Oggi non vi parliamo di killer o mostri ma vi raccontiamo di alcuni scienziati che sono diventati famosi per una pratica affascinate, suggestiva e naturalmente oscura: la pietrificazione!
Se l'idea di conservare i corpi dopo la morte ha sempre fatto parte della natura umana, questa tradizione di pietrificare i corpi dei cari estinti che si sviluppa nel 1800 ed è quasi del tutto italiana.
Vi presentiamo gli inquietanti protagonisti di questa storia, medici e alchimisti allo stesso tempo, e le loro opere da brivido.
Il primo fu il fiorentino Girolamo Segato.
Affascinato dagli egizi mise a punto un processo di mineralizzazione dei corpi in grado di mantenere i colori originali:
[…] I loro svariati vivacissimi colori, la levigatezza e splendore, la sorprendente durezza niun dubbio lasciano sul loro carattere lapideo…eppure queste non sono pietre dure, ma sono tutti pezzi di umane membra […]
Purtroppo, offeso a morte dal Granduca di toscana che rifiutò il gentil omaggio di un tavolo di carne pietrificata, distrugge tutti i suoi appunti e porta nella tomba i suoi segreti.
A Firenze, oltre al tavolo, potete ammirare molti dei suoi preparati presso il museo di anatomia teratologica e patologica dell’Ospedale Careggi.
Cagliaritano è invece Efisio Marini, medico che elaborò un metodo completamente personale di mummificazione che permise di pietrificare i cadaveri senza effettuare tagli o iniezioni sugli stessi.
Visse e lavorò molto a Napoli e godette di una gran fama, tanto da mummificare personaggi celebri come Luigi Settembrini e il marchese d'Afflitto, ed espose i risultati del proprio lavoro a Vienna, Londra, Parigi, Milano, Torino e Roma. Si dice che pietrificò il sangue di Giuseppe Garibaldi e lo rinchiuse in un medaglione che regalò all’eroe dei due mondi.
Le sue opere sono conservate in vari posti tra cui il Museo Anatomico di Napoli e il Muniss (Museo dell'Università di Sassari) dove è conservata anche la mano di una fanciulla pietrificata nel 1864 e donata dal Marini stesso alla città.

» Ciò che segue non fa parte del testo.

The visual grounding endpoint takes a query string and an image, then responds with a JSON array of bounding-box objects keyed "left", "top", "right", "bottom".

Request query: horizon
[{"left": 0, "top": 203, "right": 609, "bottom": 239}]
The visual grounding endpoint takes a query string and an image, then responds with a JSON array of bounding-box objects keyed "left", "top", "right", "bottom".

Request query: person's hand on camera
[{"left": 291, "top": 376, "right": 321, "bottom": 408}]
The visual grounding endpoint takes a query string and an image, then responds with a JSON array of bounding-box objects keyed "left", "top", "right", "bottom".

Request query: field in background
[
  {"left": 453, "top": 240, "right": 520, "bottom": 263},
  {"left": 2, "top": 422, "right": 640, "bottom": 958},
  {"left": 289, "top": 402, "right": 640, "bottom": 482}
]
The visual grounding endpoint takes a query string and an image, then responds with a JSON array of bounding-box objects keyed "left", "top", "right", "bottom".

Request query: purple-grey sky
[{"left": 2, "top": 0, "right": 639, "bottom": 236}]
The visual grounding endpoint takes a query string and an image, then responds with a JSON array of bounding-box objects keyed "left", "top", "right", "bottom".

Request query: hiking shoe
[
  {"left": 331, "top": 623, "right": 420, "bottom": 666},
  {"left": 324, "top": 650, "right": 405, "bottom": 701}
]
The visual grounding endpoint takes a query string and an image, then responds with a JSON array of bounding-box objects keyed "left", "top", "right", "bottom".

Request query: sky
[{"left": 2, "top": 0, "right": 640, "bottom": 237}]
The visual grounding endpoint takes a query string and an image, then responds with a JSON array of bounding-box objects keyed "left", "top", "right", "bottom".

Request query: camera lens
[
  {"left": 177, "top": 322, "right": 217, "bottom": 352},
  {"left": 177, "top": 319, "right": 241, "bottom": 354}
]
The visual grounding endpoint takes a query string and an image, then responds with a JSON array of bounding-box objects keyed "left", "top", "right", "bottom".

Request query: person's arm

La sua fu una vita disagiata, circondato da un alone sinistro e visse tristemente i suoi giorni, spendendo tutti i suoi averi nelle ricerche e ossessionato dalla paura che il proprio segreto gli venisse rubato. Morì a Napoli l'11 settembre del 1900 senza rivelare le formule per attuare il suo metodo di imbalsamazione.
Concludiamo con il più noto Paolo Gorini.
Lo studioso era figlio di Giovanni Gorini che morì investito da una carrozza.
[…] Il dì 25 settembre avvenne quasi sotto i miei occhi la morte di mio padre rovesciato da una carrozza tratta in corsa precipitosa da un cavallo fuggente. Quel giorno è il punto nero della mia vita: segna la separazione della luce dalle tenebre, il dissiparsi d'ogni bene, il principiare d'una infinita processione di mali […]
Da quel momento gli studi del figlio volsero alla pietrificazione. Il cranio del genitore è ancora conservato presso il museo dell'Università di Pavia.
Godette di molta fama, tanto da essere chiamato a pietrificare Mazzini. Purtroppo Paolo raggiunse la salma troppo tardi e il lavoro non andò bene.
Leggenda vuole che il Gorini avesse pietrificato il cadavere del maggiordomo e avesse anche inventato un modo per fagli aprire la porta del suo laboratorio all'arrivo degli ospiti.
Nonostante molti successi, morì a Lodi, in povertà.
La Collezione anatomica Paolo Gorini raccoglie, presso l'ospedale vecchio di Lodi, 166 preparazioni anatomiche.
Avendo accesso ai cadaveri non reclamati dell’obitorio, fu in grado di sperimentare su un inconcepibile numero di corpi e molti dei volti che possiamo vedere sono quelli di contadini e gente povera.
Tutti i musei citati sono visitabili con prenotazione.